China Gate is a 1957 American CinemaScope war film written, produced and directed by Samuel Fuller and released through 20th Century Fox. The film is set during the First Indochina War (1946–1954), and depicts the relationship between a sergeant of the French Foreign Legion and the Eurasian wife whom he had abandoned.

Plot
Sergeant Brock (Gene Barry) and Goldie (Nat King Cole) are American Korean War veterans now serving as French Foreign Legion mercenaries in the First Indochina War. Brock's wife is a "half caste" Chinese-European named "Lucky Legs" (Angie Dickinson) who resorts to smuggling to feed her five-year-old son she had with Brock. Brock abandoned her and the baby when he was born with Asian features, feeling a "half breed" would not be welcome in America; an attitude towards miscegenation prevalent at the time. Lucky is recruited by the French high command to use her expertise of the area and her connection to the communist Major Cham (Lee Van Cleef) to get a demolition squad of Legionnaires led by Brock to a vital hidden Viet Minh ammunition dump on the border with Red China. In return for her services, Lucky is promised by the French that they will arrange for her five-year-old son's emigration to America.

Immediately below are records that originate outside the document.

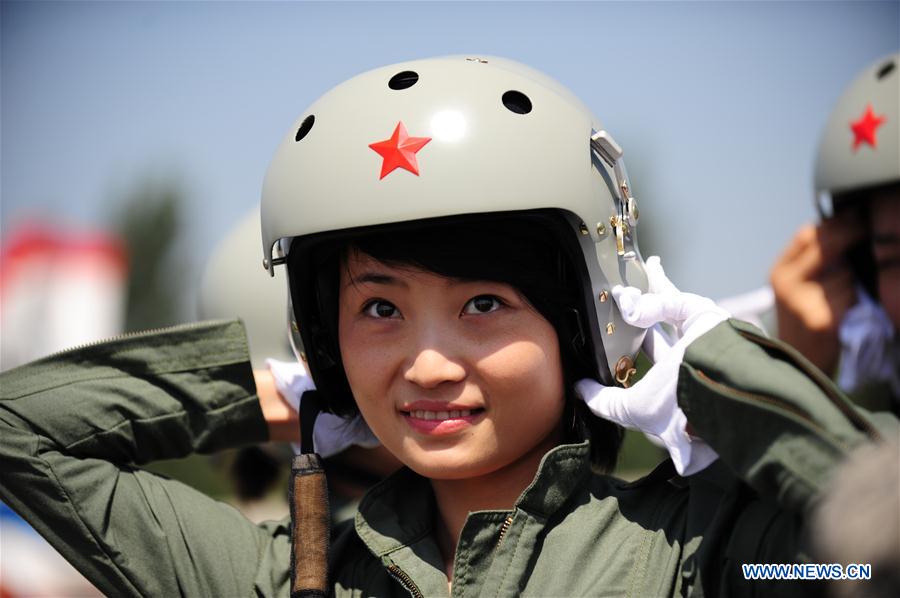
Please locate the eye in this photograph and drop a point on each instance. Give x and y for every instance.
(482, 304)
(380, 309)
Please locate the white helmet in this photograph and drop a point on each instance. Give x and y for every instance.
(460, 137)
(860, 147)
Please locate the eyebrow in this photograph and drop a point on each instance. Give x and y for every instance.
(885, 238)
(375, 278)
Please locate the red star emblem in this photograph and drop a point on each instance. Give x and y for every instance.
(399, 151)
(864, 128)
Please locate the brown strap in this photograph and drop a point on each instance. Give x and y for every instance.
(310, 527)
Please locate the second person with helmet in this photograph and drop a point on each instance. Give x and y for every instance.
(460, 238)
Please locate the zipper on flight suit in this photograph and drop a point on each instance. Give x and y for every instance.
(821, 381)
(503, 527)
(404, 579)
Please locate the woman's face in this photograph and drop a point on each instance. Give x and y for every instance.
(457, 379)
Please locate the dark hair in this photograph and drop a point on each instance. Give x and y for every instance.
(525, 252)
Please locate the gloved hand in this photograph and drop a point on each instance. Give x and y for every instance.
(332, 434)
(651, 405)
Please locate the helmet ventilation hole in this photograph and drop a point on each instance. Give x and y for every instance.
(885, 70)
(305, 127)
(403, 80)
(517, 102)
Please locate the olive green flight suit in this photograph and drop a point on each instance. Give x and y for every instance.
(74, 427)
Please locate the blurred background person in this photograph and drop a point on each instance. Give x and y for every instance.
(837, 284)
(147, 121)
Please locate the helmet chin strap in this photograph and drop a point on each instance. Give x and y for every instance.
(625, 220)
(310, 513)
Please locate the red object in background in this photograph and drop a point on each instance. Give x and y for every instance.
(399, 151)
(58, 288)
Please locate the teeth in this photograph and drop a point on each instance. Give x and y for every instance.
(441, 415)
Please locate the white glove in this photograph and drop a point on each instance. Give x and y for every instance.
(331, 434)
(651, 405)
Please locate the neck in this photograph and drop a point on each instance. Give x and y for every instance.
(494, 491)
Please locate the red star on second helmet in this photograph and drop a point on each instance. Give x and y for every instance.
(864, 128)
(399, 151)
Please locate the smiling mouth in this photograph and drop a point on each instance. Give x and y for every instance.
(442, 415)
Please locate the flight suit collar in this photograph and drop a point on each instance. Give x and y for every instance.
(395, 518)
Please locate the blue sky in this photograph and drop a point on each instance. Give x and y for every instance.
(718, 105)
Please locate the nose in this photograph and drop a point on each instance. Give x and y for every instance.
(431, 368)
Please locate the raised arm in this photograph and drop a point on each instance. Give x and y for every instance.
(74, 426)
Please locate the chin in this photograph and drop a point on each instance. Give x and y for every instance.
(445, 465)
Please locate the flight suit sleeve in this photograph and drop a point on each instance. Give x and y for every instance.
(781, 428)
(73, 428)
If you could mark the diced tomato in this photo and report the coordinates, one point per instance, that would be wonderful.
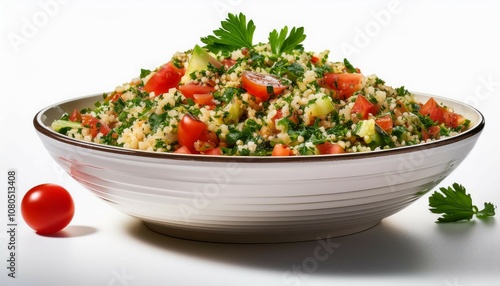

The raid is filled with animosity between the former lovers, booby traps, and enemy patrols. On arrival at the ammunition dump hidden in a mountain, Lucky discovers the commanding officer is her former friend, Major Cham, who wants to take her and her son to a new life in Moscow. Cham is a high flyer corporate executive (in the manner of Fuller's gangsters in Underworld USA) marked for great things in the world of international communism. The sabotage mission is successful but at great cost, as Lucky dies blowing up the dump. Brock reconciles with his child and is last seen walking along holding his hand in preparation for returning to America, as Goldie reprises the title song.

Production
Fuller selected singer Cole after being impressed with his face on a record album cover.  Though Darryl F. Zanuck said Cole received more money in a few weeks than the entire budget of the film, Fuller arranged to meet Cole. Cole and his wife were interested in Goldie as an opposite to the racist Brock and agreed to work at a minimum salary.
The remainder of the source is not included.